FnD Gang
- Founded: 2006
- Founding location: Seventh Ward of New Orleans
- Years active: 2007-2013
- Territory: Frenchmem Street and Derbingy Street
- Ethnicity: Primarily African American
- Criminal activities: Drug trafficking murder,
- Rivals: PCB 7th ward, Deslonde Boys

= FnD Gang =

Drug clan in New Orleans, US, 2006 to 2013

FnD gang is a small violent drug organization in the Seventh Ward of New Orleans. The Frenchmen and Derbigny gang, or "FnD," operated from 2007-2013. The gang was most notable for the 2013 Mother's Day mass shooting that left 20 people wounded. The shooting made national headlines which led to a massive indictment on the gang in 2013. Despite many of the gang members getting lengthy sentences in prison, the gang is still very much alive and active and has since been rebranded as French bread or simply the bread which is a play off the street original name Frenchmen

== Overview ==
According to court documents, the FnD gang was an enterprise engaged in racketeering under federal law. Members of this gang, conspired to commit numerous overt acts in furtherance of the gang's activities. Gang members sold illegal drugs, such as heroin and crack cocaine, and they committed acts of violence, including shootings. FnD members often sold drugs in the Frenchmen Meat Market, a convenience store located at the corner of Frenchmen and North Derbigny Streets. FnD members used intimidation, violence, and threats of violence to maintain the gang's control over turf that extended from Elysian Fields Avenue, North Johnson Street, the I-10 Interstate Highway, St. Anthony Street, and North Claiborne Avenue.
In 2012, FnD began feuding with two rival gangs known as the Desolnde Boys and PCB (Prieur and Columbus Boys). The feud resulted in multiple killings and shootings stemming from drugs according to Multi-Agency Gang Unit.

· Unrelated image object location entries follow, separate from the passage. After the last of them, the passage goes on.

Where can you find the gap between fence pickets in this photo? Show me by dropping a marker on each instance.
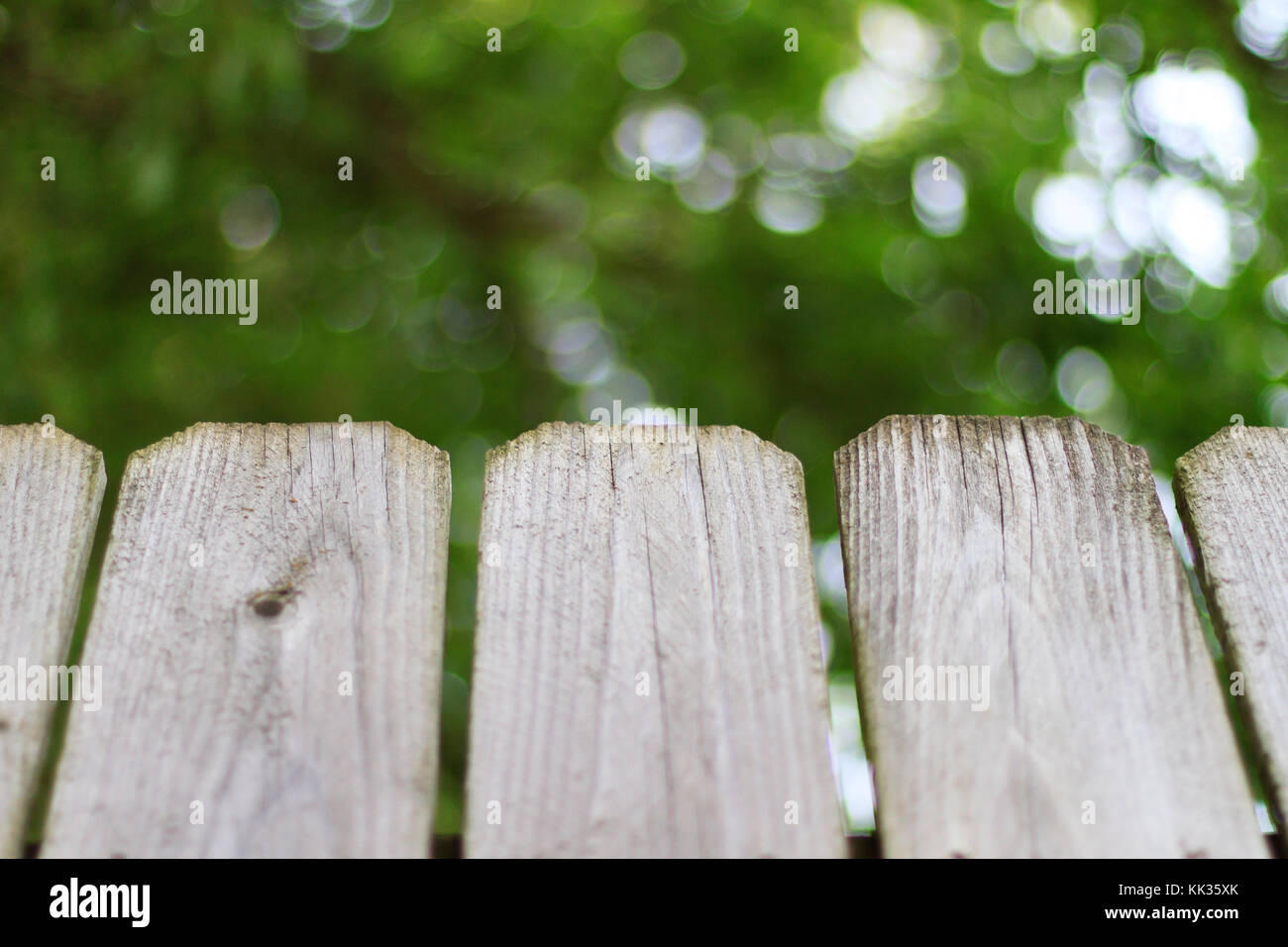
(51, 495)
(648, 677)
(1030, 556)
(1232, 492)
(270, 620)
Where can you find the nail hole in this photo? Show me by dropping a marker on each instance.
(269, 604)
(268, 607)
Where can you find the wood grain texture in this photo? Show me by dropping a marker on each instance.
(609, 557)
(1034, 549)
(51, 495)
(252, 567)
(1232, 492)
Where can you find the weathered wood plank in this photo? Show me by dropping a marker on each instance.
(1232, 492)
(647, 672)
(51, 495)
(269, 622)
(1033, 551)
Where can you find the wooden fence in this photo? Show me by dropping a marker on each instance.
(648, 676)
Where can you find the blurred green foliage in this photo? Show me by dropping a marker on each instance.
(477, 169)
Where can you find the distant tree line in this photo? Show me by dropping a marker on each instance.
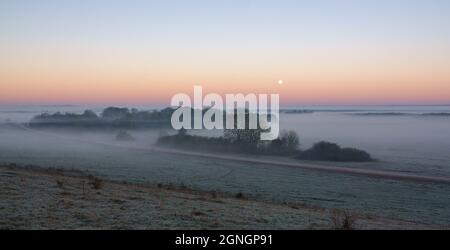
(112, 117)
(247, 141)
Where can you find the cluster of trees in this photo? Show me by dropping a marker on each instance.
(326, 151)
(112, 117)
(247, 141)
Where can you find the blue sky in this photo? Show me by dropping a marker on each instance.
(298, 41)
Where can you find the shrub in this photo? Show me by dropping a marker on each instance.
(326, 151)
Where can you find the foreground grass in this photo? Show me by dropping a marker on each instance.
(38, 198)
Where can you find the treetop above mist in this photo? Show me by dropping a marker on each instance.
(113, 117)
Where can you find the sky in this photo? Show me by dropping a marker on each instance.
(143, 52)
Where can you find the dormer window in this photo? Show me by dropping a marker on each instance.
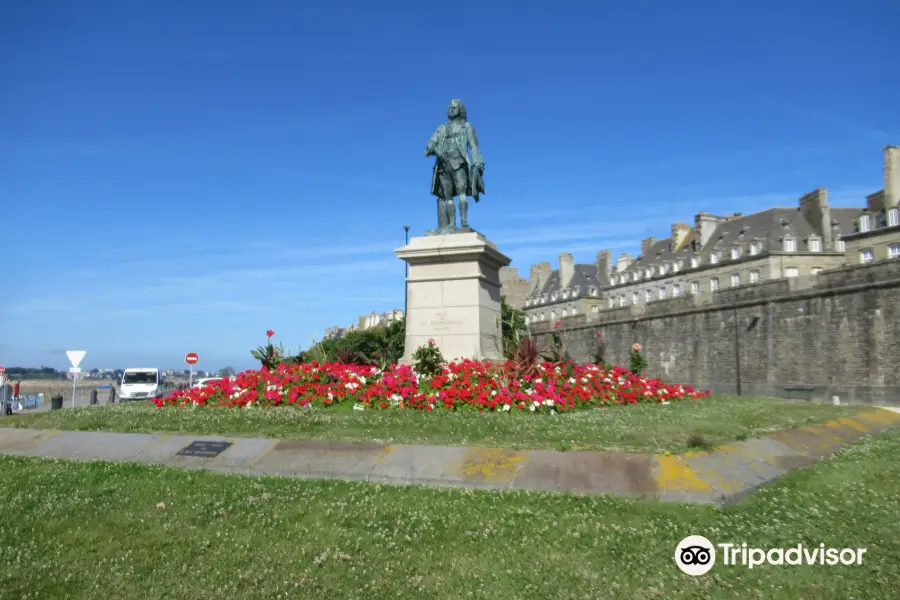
(864, 223)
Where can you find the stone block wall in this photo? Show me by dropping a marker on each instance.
(840, 336)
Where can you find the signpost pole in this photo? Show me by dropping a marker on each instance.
(75, 357)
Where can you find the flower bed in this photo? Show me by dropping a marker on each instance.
(464, 385)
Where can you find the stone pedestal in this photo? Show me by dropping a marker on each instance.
(453, 295)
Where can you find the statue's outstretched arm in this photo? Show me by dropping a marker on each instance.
(432, 143)
(477, 158)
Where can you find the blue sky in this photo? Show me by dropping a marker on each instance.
(182, 176)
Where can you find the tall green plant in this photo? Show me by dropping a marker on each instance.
(269, 356)
(513, 327)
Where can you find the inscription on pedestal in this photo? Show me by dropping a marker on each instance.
(441, 323)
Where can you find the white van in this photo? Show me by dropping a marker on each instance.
(141, 384)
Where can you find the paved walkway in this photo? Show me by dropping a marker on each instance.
(723, 475)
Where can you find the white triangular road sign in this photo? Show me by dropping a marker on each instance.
(75, 356)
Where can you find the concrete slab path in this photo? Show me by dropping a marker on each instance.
(720, 476)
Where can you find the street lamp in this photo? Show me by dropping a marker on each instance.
(405, 277)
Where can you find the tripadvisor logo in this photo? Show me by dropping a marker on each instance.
(695, 555)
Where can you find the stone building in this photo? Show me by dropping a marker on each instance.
(370, 321)
(721, 252)
(513, 288)
(876, 230)
(568, 291)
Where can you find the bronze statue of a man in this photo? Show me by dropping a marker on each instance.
(455, 174)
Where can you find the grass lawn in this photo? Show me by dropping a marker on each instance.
(639, 428)
(104, 530)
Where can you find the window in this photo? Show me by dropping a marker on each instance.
(866, 255)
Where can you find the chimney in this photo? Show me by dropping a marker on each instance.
(891, 176)
(538, 275)
(704, 227)
(875, 202)
(680, 234)
(604, 267)
(508, 274)
(814, 208)
(566, 269)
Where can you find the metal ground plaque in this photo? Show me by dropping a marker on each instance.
(204, 449)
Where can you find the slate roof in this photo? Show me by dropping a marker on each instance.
(584, 276)
(768, 228)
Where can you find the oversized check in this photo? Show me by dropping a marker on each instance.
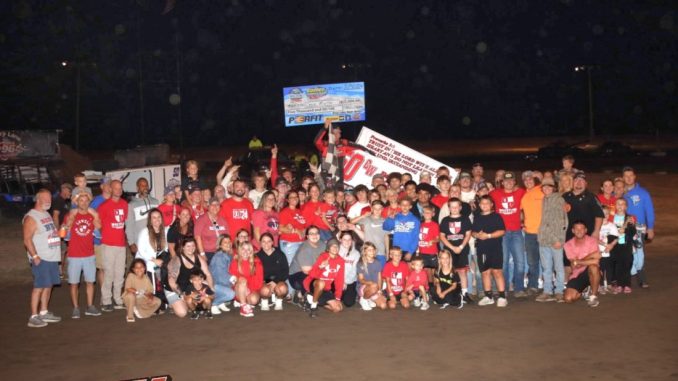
(389, 156)
(338, 102)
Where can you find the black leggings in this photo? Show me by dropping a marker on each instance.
(621, 257)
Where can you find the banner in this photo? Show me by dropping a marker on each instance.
(15, 144)
(389, 156)
(339, 102)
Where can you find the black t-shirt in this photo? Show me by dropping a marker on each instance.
(488, 223)
(448, 280)
(583, 207)
(455, 229)
(275, 266)
(63, 206)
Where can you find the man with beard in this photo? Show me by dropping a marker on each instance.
(237, 210)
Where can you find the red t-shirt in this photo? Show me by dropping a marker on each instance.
(254, 281)
(113, 215)
(81, 244)
(396, 276)
(296, 219)
(428, 231)
(208, 231)
(169, 213)
(507, 205)
(417, 279)
(237, 214)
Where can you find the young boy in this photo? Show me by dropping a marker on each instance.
(417, 284)
(429, 235)
(198, 296)
(395, 273)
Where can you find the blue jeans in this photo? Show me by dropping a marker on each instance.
(552, 261)
(222, 294)
(513, 245)
(532, 251)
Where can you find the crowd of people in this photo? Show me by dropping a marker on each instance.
(277, 239)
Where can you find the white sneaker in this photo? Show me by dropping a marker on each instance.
(502, 302)
(485, 301)
(365, 305)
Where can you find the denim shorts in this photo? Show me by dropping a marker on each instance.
(85, 265)
(46, 274)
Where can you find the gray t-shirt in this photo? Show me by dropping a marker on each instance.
(374, 232)
(306, 256)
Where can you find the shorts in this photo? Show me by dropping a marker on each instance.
(46, 274)
(430, 261)
(580, 282)
(84, 265)
(491, 261)
(98, 254)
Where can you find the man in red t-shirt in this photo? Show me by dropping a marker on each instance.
(237, 210)
(81, 223)
(507, 205)
(584, 255)
(113, 213)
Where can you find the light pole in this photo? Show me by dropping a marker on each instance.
(588, 69)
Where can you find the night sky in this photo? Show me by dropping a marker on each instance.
(433, 69)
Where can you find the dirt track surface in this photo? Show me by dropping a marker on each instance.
(628, 337)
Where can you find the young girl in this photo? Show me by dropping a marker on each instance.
(247, 274)
(138, 296)
(621, 253)
(276, 272)
(417, 286)
(326, 274)
(369, 279)
(488, 228)
(395, 272)
(447, 291)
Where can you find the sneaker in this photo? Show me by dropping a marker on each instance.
(486, 301)
(92, 311)
(36, 322)
(49, 317)
(215, 310)
(246, 310)
(593, 301)
(364, 304)
(545, 298)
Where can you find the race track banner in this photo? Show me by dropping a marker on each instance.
(338, 102)
(389, 156)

=== 2013 mass shooting and indictment ===
On May 12, 2013, at a second-line Mother's Day celebration, brothers Shawn and Akein Scott opened fire in a crowd striking 20 people. The shooting happened at the intersection of Frenchmen and North Villere streets. The area surrounding the intersection is where the FnD gang is known to sell drugs, according to sources familiar with the group. NOPD confirmed the hit was on FnD's rivals which they spotted in the crowd. Among the 20 shot was Leonard Epps, who suffered multiple gunshot wounds to his upper torso. Epps was confirmed as a member of the rival Deslonde Boys, in which authorities believed he was one of the intended targets. 19 others suffered minor and life-threatening injuries. The two brothers were arrested and charged with 20 counts of attempted second-degree murder.
In 2014 nine members were indictment on federal gun and drug charges including the Scott brothers. In 2015, Travis and Akein Scott pled guilty and were sentenced to life plus 10 years. While Shawn and Stanley Scott were each sentenced to 40 years, according to the U.S. Attorney's Office.